La economía del desconfinamiento
Según datos entregados por la OIT, Latinoamérica es la región más golpeada por el desempleo durante la pandemia. Se estima que, a la fecha, marcamos la triste cifra de 41 millones de desempleados y se indica que, lamentablemente, Colombia bate el record regional con un 21,4% de personas paradas. Dando un rápido vistazo a la región, resulta alarmante constatar que otros países van por una senda similar a la colombiana. Podemos ver, por ejemplo, que Argentina registra un 10,4% de personas sin empleo, Chile, un 12,8%, Brasil, 13,9% y Perú, 16,3%.
Si queremos ver el vaso medio lleno, podríamos decir que estas cifras de desempleo, casi inéditas, responden a una pandemia y no a una guerra o a un desastre natural. Si se debiera es estos dos últimos fenómenos, la situación sería apocalíptica ya que, si bien, terminado el problema, hay una evidente curva ascendente de recuperación (al menos es eso lo que nos demuestra la historia), dicho crecimiento está marcado por un lento proceso de reconstrucción ya que, como sabemos, una guerra o un desastre natural, destruyen infraestructura productiva, lo que genera una gran barrera al crecimiento económico, en dos palabras: lo ralentiza.
La pandemia no ha destruido infraestructura alguna, por lo que podríamos suponer que, una vez superado el problema, sería cuestión de “retomar las posiciones que se abandonaron hace unos meses” y la maquinaria general de la economía se recuperaría a tasas de crecimiento muy aceleradas.
Sin embargo, un fenómeno subyacente, al que no le hemos prestado la atención debida y que es mucho más relevante y persistente en el tiempo que la pandemia propiamente tal, es que, a pesar del gigantesco aumento del desempleo, no se ha verificado un equivalente calo en la productividad. En pocas palabras, con menos gente trabajando, y en medio de una economía mundial deprimida, la productividad en general no ha disminuido de la misma forma o a la misma velocidad (lo ha hecho mucho más lentamente).
La pandemia ha hecho evidente que el mercado laboral se había vuelto ineficiente.
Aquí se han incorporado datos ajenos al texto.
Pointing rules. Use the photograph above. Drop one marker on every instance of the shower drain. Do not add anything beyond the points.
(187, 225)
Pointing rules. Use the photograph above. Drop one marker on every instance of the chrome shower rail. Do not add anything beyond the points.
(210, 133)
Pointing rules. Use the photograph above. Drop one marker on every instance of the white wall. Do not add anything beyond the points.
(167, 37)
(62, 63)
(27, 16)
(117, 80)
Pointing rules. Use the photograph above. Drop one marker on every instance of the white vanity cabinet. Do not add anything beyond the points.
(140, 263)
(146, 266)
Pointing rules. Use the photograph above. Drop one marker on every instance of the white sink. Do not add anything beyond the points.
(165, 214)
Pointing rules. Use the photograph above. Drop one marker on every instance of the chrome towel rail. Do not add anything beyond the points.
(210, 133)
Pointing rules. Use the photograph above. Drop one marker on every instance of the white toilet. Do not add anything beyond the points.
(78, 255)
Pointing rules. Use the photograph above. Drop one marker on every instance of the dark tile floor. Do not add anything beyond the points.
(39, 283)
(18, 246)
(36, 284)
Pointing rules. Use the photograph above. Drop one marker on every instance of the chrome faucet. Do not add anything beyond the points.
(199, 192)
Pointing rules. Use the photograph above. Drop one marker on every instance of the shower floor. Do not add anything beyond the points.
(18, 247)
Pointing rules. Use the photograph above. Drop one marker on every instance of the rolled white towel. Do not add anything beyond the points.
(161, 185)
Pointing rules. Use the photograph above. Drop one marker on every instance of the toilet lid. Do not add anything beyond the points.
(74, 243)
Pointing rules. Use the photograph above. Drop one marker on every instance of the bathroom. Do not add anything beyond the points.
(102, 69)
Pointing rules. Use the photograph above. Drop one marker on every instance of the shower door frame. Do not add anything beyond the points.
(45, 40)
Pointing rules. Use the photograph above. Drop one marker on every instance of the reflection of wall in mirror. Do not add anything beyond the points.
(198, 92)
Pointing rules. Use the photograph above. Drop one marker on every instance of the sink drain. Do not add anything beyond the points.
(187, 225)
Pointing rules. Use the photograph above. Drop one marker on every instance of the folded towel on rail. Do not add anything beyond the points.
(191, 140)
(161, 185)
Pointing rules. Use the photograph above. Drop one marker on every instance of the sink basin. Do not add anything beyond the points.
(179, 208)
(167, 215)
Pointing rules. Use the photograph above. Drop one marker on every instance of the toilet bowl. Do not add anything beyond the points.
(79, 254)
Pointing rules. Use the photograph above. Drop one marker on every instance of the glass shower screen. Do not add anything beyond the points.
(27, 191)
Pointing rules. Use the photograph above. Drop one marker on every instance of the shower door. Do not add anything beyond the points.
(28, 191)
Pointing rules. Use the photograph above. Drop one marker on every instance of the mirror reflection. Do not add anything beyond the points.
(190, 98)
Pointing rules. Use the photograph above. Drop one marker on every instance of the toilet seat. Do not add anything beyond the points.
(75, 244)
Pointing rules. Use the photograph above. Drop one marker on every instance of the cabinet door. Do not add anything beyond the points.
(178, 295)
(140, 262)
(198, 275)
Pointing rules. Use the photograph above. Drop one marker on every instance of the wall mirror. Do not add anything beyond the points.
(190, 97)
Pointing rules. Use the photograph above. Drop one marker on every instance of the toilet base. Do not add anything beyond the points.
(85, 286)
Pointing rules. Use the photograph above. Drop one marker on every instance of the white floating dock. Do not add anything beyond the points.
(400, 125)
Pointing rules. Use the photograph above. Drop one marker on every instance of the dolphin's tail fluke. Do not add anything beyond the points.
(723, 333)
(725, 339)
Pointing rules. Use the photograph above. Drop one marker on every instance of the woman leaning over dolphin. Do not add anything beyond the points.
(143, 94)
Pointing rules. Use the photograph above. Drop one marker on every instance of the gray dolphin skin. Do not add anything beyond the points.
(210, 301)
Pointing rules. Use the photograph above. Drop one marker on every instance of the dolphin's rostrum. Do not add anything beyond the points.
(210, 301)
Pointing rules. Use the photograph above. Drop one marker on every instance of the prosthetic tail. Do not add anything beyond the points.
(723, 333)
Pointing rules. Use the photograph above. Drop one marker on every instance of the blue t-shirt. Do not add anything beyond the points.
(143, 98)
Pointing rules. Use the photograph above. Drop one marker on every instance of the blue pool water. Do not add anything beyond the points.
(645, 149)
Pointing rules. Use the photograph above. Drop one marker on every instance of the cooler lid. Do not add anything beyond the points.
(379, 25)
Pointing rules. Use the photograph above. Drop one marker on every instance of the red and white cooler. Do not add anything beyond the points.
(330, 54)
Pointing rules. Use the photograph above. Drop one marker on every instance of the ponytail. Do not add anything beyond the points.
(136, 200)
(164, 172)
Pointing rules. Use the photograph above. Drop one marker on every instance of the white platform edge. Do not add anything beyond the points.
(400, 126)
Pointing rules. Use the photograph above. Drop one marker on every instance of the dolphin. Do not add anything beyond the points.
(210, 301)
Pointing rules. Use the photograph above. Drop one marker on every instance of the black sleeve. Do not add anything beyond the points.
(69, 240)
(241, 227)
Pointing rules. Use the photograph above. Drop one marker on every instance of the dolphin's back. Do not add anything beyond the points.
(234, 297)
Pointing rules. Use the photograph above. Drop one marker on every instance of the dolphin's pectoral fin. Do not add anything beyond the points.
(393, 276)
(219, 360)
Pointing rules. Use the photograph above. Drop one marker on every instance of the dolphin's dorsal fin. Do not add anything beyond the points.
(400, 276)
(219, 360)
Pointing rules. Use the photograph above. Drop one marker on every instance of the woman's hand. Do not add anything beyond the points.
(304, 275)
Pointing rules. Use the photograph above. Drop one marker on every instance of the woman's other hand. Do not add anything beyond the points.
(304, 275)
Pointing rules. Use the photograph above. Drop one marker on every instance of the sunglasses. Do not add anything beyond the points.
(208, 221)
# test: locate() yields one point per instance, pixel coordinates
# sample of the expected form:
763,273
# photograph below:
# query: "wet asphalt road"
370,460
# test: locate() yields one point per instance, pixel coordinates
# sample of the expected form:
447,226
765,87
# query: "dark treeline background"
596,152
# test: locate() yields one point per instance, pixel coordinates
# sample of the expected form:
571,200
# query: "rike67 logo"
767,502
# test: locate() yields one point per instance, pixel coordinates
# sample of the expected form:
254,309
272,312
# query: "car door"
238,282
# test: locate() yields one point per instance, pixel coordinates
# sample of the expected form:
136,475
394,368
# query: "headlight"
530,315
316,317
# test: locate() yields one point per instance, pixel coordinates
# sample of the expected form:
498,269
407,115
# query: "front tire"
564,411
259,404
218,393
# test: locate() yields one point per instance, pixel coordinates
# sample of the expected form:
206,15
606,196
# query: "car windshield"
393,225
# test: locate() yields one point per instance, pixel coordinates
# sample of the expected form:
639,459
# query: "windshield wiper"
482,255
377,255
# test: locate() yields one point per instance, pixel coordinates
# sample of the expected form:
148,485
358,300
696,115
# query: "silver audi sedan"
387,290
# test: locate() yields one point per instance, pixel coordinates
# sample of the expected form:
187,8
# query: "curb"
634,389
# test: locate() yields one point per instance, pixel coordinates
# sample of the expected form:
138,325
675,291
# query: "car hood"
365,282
El temor de que el teletrabajo nos haría menos productivos ha quedado totalmente desmentido, los prejuicios que aún quedaban respecto a las compras online han quedado casi completamente disipados, la desconfianza a la educación a distancia ha disminuido rápidamente y los ejemplos similares los podríamos multiplicar hasta el infinito. Todo lo anterior viene a confirmar lo que de manera muy lúcida nos advirtió Andrés Oppenheimer en su libro “Sálvese quien pueda”: la tecnología está destruyendo a velocidades inéditas, trabajo realizado por humanos.
Lo que estamos afirmando, siempre se había verificado en la historia. Los productores de velas se tuvieron que resignar a la luz eléctrica y el pintoresco personaje que a inicios del siglo pasado vendía hielo en las calles, desapareció con la invención de la nevera.
La novedad hoy es que la velocidad y alcance del fenómeno van más rápido que nuestra capacidad como especie de adaptarnos a tan brusca disminución de necesidad de mano de obra humana.
La pandemia, entonces, vino a abofetearnos a la cara sin ningún pudor. Nos vino a enrostrar que estábamos siendo ineficientes y que la tecnología podía reemplazar mucho más trabajo humano del que ya estaba reemplazando.
No nos queda más que acusar recibo de lo que estamos presenciado y ocuparnos de los dramas humanos que se avecinan (o que ya llegaron). Estamos siendo testigos de un cambio epocal inexorable y debemos subirnos a la ola del cambio, de lo contrario, se avecinan años sombríos.
No es nuestra intención deprimirlos o preocuparlos, simplemente queremos dar, por un lado, una señal de alarma, pero por otro, decir que Colombia es un país de emprendedores y de gente resiliente, capaz de darle la cara al cambio y adaptarse a las circunstancias y, por último, decir que la historia nos enseña que contra más duro nos golpea una situación en particular, más estamos dispuestos a enfrentar el problema y salir fortalecidos de él, y que, en otros cambios revolucionarios que la humanidad ha experimentado, más temprano que tarde, hemos resurgido y gozado tiempos mejores producto de las enseñanzas que nos han dejado las diversas crisis.